Each tuple is converted into a natural language query using the configured query generator:

tuples = [...]  # from step 2

async for q in evaluator.queries(
    tuples=tuples,
    instructions="Write questions a patient might ask about prior authorization",
):
    print(q.query)
    # "I'm a pediatric patient with Cigna in Texas. What's the prior auth
    #  process for specialty procedures?"

The Full Pipeline¶

The run() method combines all three steps:

async for q in evaluator.run(
    instructions="Generate realistic healthcare questions",
    tuple_strategy=TupleStrategy.CROSS_PRODUCT,
    tuple_count=100,
    count_per_field=5,
    seed=42,
):
    print(q.query)

Why This Approach?¶

Systematic Coverage¶

By defining dimensions explicitly, you ensure coverage of important combinations that might be missed when writing test cases manually.

Maximum Diversity¶

When sampling a subset, Evaluateur uses Farthest Point Sampling to maximize diversity. This ensures that sampled tuples differ from each other on as many dimensions as possible, rather than clustering around similar combinations.

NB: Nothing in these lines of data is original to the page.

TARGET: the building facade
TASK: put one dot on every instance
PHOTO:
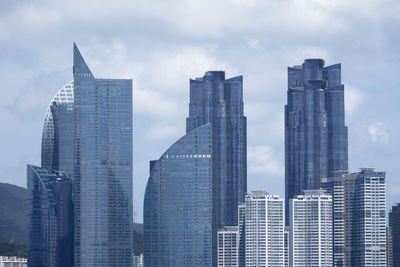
(12, 262)
(359, 214)
(58, 132)
(389, 247)
(394, 227)
(138, 261)
(264, 229)
(50, 213)
(311, 233)
(338, 187)
(178, 204)
(228, 246)
(286, 245)
(219, 101)
(102, 169)
(242, 234)
(315, 131)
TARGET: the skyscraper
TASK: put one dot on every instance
(219, 101)
(394, 226)
(102, 169)
(359, 205)
(228, 246)
(58, 132)
(242, 234)
(50, 210)
(310, 226)
(315, 131)
(50, 231)
(178, 204)
(339, 188)
(264, 226)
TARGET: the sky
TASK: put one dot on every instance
(162, 44)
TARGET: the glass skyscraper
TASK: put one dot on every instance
(58, 132)
(178, 204)
(219, 101)
(102, 169)
(315, 131)
(359, 214)
(264, 230)
(310, 231)
(50, 209)
(50, 217)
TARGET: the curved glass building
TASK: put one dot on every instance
(315, 130)
(50, 231)
(102, 169)
(178, 204)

For example, with healthcare scenarios, you avoid getting multiple samples that only differ by age while keeping payer, indication, and state the same. Instead, each sample explores a different region of the evaluation space.

Reproducibility¶

Seeded sampling means you can regenerate the same test set. Change the seed to get a different subset.

Scalability¶

The space of 625 combinations from 4 dimensions × 5 options each is easy to sample from. Add more dimensions or options to increase diversity without manual effort.

Traceability¶

Each query links back to its source tuple, making it easy to understand why a particular query was generated:

async for q in evaluator.run(...):
    print(f"Query: {q.query}")
    print(f"Generated from: {q.source_tuple.model_dump()}")

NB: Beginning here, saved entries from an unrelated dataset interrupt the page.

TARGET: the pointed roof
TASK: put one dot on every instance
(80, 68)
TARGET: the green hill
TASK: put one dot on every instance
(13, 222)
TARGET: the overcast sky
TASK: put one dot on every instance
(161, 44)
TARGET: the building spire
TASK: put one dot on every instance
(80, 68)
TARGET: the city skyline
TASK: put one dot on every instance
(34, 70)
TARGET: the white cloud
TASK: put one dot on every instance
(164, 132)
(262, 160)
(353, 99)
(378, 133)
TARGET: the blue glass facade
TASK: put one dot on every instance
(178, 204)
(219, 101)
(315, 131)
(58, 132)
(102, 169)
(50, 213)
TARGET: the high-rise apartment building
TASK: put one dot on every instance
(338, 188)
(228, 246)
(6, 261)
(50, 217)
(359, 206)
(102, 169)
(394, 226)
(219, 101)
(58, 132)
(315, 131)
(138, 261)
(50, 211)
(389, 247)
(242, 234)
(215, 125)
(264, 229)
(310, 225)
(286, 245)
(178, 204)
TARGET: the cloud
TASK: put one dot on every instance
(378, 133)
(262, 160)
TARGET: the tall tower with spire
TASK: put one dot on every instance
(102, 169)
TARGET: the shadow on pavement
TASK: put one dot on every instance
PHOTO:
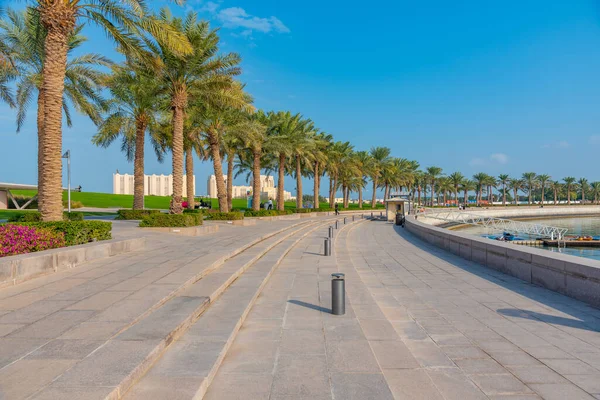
(311, 306)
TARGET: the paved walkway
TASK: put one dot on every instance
(420, 324)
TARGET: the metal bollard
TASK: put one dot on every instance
(338, 294)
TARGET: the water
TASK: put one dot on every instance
(576, 226)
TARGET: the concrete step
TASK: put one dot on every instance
(187, 368)
(111, 369)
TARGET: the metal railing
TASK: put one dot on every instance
(499, 224)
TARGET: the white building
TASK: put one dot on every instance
(267, 189)
(154, 185)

Instructions at Each Stage¶

You can provide different instructions at each stage of the pipeline:

# Guide option generation
options = await evaluator.options(
    instructions="Focus on edge cases and unusual scenarios",
    count_per_field=10,
)

# Guide tuple selection (for AI strategy)
tuples = evaluator.tuples(
    options,
    instructions="Prefer combinations that stress-test the system",
)

# Guide query phrasing
queries = evaluator.queries(
    tuples=tuples,
    instructions="Write questions in casual, conversational English",
)

The run() method shares the same instructions across all stages, but you can call each method separately for fine-grained control.